Government outsourcing of contracts to help find work for long-term unemployed a long-standing demand of troika

Minister for Social Protection   Joan Burton: engaged the Centre for Economic and Social Inclusion to provide advice on the best commercial model to contract out employment services. Photograph: Frank Miller

Minister for Social Protection Joan Burton: engaged the Centre for Economic and Social Inclusion to provide advice on the best commercial model to contract out employment services. Photograph: Frank Miller

Tue, Jun 25, 2013, 01:00


The Government is set to allow the private sector to become involved in running programmes to find work for the long-term unemployed.

Minister for Social Protection Joan Burton has recommended to a Cabinet subcommittee that a green light be given to external private contractors to provide employment activation services.

The involvement of the private sector has been a long-standing requirement of the troika of international lenders. A number of quarterly reports criticised the Department of Social Protection for not moving quickly enough to make the change.

However, Ms Burton is understood to have been reluctant to introduce such a far-reaching change without ensuring that Ireland did not encounter the problems Britain has had with activation programmes involving the private sector.

Under a scheme of prime minister David Cameron, the Work Programme, 18 contractors were paid €5 billion to find jobs for the long-term unemployed. However, fewer than 5 per cent of clients had found employment after the first year.

Ms Burton engaged the Centre for Economic and Social Inclusion to provide advice on the best commercial model to contract out employment services.

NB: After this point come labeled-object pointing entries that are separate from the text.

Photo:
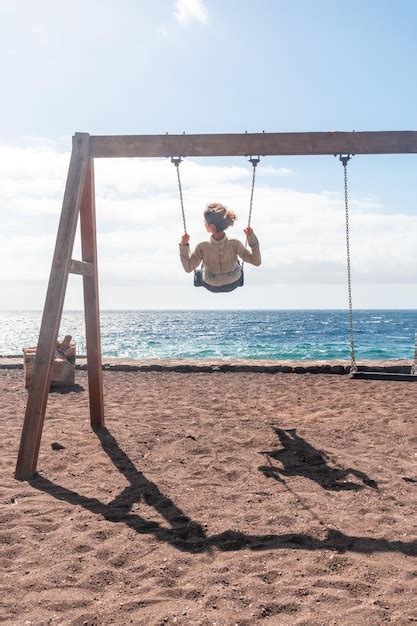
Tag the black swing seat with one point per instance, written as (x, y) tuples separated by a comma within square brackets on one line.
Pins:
[(383, 376), (199, 282)]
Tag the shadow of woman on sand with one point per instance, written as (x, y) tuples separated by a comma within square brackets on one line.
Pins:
[(188, 535), (300, 458)]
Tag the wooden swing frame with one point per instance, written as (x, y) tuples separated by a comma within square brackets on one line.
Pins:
[(79, 200)]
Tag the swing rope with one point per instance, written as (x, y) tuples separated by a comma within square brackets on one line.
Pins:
[(353, 366), (177, 161)]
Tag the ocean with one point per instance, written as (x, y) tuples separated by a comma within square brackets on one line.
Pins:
[(247, 334)]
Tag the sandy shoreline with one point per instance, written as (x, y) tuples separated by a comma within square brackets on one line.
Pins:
[(230, 365), (213, 499)]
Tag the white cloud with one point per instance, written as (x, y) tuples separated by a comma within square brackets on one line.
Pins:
[(189, 10), (139, 223)]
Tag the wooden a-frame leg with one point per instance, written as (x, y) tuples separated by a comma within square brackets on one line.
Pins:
[(91, 300), (54, 302)]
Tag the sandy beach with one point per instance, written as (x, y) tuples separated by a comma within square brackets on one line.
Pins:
[(213, 498)]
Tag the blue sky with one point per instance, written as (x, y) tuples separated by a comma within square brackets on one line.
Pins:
[(110, 67)]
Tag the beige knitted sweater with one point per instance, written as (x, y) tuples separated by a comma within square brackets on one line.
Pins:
[(220, 258)]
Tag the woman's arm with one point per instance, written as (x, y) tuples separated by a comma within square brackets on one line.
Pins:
[(253, 255), (189, 261)]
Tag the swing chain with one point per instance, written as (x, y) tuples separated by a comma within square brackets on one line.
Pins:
[(177, 162), (254, 161), (344, 160)]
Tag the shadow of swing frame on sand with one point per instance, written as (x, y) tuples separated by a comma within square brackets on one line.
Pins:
[(187, 535)]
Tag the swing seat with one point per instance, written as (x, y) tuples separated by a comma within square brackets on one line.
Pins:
[(383, 376), (199, 282)]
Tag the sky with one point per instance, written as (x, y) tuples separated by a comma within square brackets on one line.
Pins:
[(210, 66)]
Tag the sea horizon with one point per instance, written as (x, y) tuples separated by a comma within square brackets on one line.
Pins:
[(252, 334)]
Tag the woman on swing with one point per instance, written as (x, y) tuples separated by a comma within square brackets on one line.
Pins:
[(221, 268)]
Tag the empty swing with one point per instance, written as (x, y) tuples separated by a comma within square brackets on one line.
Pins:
[(354, 372), (199, 273)]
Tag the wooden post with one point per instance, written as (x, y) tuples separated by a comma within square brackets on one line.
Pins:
[(91, 300), (39, 387)]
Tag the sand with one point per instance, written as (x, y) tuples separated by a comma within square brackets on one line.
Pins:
[(222, 498)]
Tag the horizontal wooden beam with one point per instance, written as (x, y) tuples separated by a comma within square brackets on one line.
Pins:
[(81, 267), (374, 142)]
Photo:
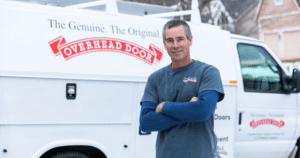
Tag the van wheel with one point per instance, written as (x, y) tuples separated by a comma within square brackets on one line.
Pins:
[(69, 154)]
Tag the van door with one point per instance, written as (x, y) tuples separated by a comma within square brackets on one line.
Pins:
[(266, 116)]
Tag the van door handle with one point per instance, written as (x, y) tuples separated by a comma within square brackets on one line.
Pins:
[(143, 133), (240, 118)]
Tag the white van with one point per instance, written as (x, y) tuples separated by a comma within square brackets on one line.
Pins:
[(71, 82)]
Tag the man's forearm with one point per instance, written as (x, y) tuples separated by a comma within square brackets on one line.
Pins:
[(195, 111), (153, 121)]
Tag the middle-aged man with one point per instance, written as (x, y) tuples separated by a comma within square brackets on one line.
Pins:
[(180, 99)]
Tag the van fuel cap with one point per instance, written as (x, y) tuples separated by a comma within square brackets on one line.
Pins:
[(71, 90)]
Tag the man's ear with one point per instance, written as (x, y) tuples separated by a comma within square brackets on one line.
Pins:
[(191, 40)]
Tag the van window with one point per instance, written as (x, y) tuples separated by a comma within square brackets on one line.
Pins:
[(260, 72)]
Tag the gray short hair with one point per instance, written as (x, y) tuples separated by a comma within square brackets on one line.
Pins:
[(173, 23)]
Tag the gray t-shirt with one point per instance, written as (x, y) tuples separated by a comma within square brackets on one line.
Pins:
[(190, 139)]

Having received the report, Ms Bruton yesterday recommended to the Cabinet Committee on Pathways to Work that a prior information notice be issued. That is an indication that the Government intends to go ahead with the project.

It is not yet known how big the contracts will be or how many of Ireland’s 180,000 long-term unemployed people will become clients of the new services.

It is believed that if outsourcing goes ahead, the model would involve a “payment by results” approach, meaning the majority of each payment to a contractor would be based on the company finding sustainable employment for an individual.